Mentiras sinceras

Tarefa das mais difíceis imposta aos pais é a criação e educação dos filhos. “O que dizer, o que calar”, como pergunta o poeta, é só interrogação quando se trata de lidar com crianças. Muito do que se diz, ou se escreve, muitas vezes não passa de generalizações. É sempre uma regra geral, recheada de muitas exceções, já que as crianças nunca são as mesmas, sujeitas, portanto, ao sabor dessas individualidades. O que significa dizer que essas lições, nem entre os próprios filhos, são infalíveis, pois o que deu certo com um, não dá a garantia de mesmo resultado com o outro.

E nesse assunto é sempre bom lembrar o que dizia Bernard Shaw, dramaturgo irlandês, com a irreverência que lhe era peculiar: “- As pessoas menos indicadas para cuidar de crianças são os próprios pais”.

Como exemplo dessa dificuldade, cito um caso que presenciei recentemente, protagonizado por uma amiga e seu filho menor. Em seus quase cinco anos de idade, iniciando o ano letivo, o garoto pediu para levar à escola um dos seus brinquedos, talvez pensando em “fazer figura” com os novos colegas. Nessas ocasiões os pais costumam fazer uma preleção, na tentativa de dissuadir o pequeno de sua intenção. E na conversa colocam tudo de ruim que pode acontecer. Apesar de todo o rosário de recomendações e cuidados, a criança não desiste e acaba levando o brinquedo.
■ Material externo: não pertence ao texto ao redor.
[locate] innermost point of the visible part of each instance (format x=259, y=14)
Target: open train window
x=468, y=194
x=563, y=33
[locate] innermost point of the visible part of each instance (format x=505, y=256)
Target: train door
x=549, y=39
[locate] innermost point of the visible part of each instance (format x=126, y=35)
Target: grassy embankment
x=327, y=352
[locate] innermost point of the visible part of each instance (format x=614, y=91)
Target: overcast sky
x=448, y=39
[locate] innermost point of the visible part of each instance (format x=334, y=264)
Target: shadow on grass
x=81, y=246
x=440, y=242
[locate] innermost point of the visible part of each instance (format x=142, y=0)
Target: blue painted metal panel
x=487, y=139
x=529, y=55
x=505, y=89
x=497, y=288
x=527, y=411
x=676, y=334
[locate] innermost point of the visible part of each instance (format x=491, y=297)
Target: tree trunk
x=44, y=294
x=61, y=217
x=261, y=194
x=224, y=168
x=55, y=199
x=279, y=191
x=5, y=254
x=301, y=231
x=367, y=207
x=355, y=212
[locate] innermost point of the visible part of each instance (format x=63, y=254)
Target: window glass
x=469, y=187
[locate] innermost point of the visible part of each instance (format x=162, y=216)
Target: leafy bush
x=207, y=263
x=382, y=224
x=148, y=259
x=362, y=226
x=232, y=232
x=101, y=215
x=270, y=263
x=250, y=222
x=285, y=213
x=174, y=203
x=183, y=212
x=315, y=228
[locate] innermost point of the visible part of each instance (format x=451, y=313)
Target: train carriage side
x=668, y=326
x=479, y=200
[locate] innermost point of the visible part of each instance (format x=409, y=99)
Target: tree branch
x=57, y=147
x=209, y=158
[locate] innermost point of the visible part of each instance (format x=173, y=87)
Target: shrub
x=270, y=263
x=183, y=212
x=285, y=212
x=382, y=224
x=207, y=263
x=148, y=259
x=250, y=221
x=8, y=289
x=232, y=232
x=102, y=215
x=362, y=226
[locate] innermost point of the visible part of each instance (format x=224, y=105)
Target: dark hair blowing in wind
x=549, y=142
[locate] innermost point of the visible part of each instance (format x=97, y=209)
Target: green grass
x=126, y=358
No fim da tarde, ao voltar para apanhar o filho, a mãe o encontra chorando, amparado pela professora, e dizendo que um colega, inadvertidamente, havia levado o seu brinquedo para casa. O interessante é que o choro - pelo que ele dizia - nem era tanto pelo brinquedo momentaneamente desaparecido, mas pelo temor da reação que teriam os seus pais, quando soubessem do acontecido. Tudo a ver com a preleção que ouvira antes de sair de casa. A mãe, mais compreensiva diante do choro sentido do filho, ali mesmo o absolveu, argumentando que no dia seguinte o amigo devolveria o brinquedo. E ele jogou o segundo receio, associado à reação do pai ao saber da perda. Com naturalidade e a praticidade peculiar das mães, ela falou nem precisar contar ao pai, já que no dia seguinte o brinquedo estaria de volta. E foi aí que o rapazinho de cinco anos, ainda choramingando, saiu com a cortante interrogação: “- mas não é para falar a verdade?”

Ouvindo esse diálogo, na tentativa de consolar a criança e ao mesmo tempo socorrer a mãe diante de seu visível desconcerto, resolvi dar o meu pitaco, até que ela se refizesse do susto. E confirmei para o garoto, em meio a uma história, a necessidade de falar a verdade sempre, acrescentando que o pai compreenderia o descuido do colega com a devolução do brinquedo.

Com criança é assim. A gente nem se toca com o que diz ou faz, mas tudo isso vai fazendo a cabeça delas. Vai desde o “se for pra mim diga que não estou”, quando chega uma ligação telefônica inconveniente, a dizer que “tratamento dentário não dói”, passando por muitas outras mentiras sinceras, que só interessam mesmo na poesia de Cazuza.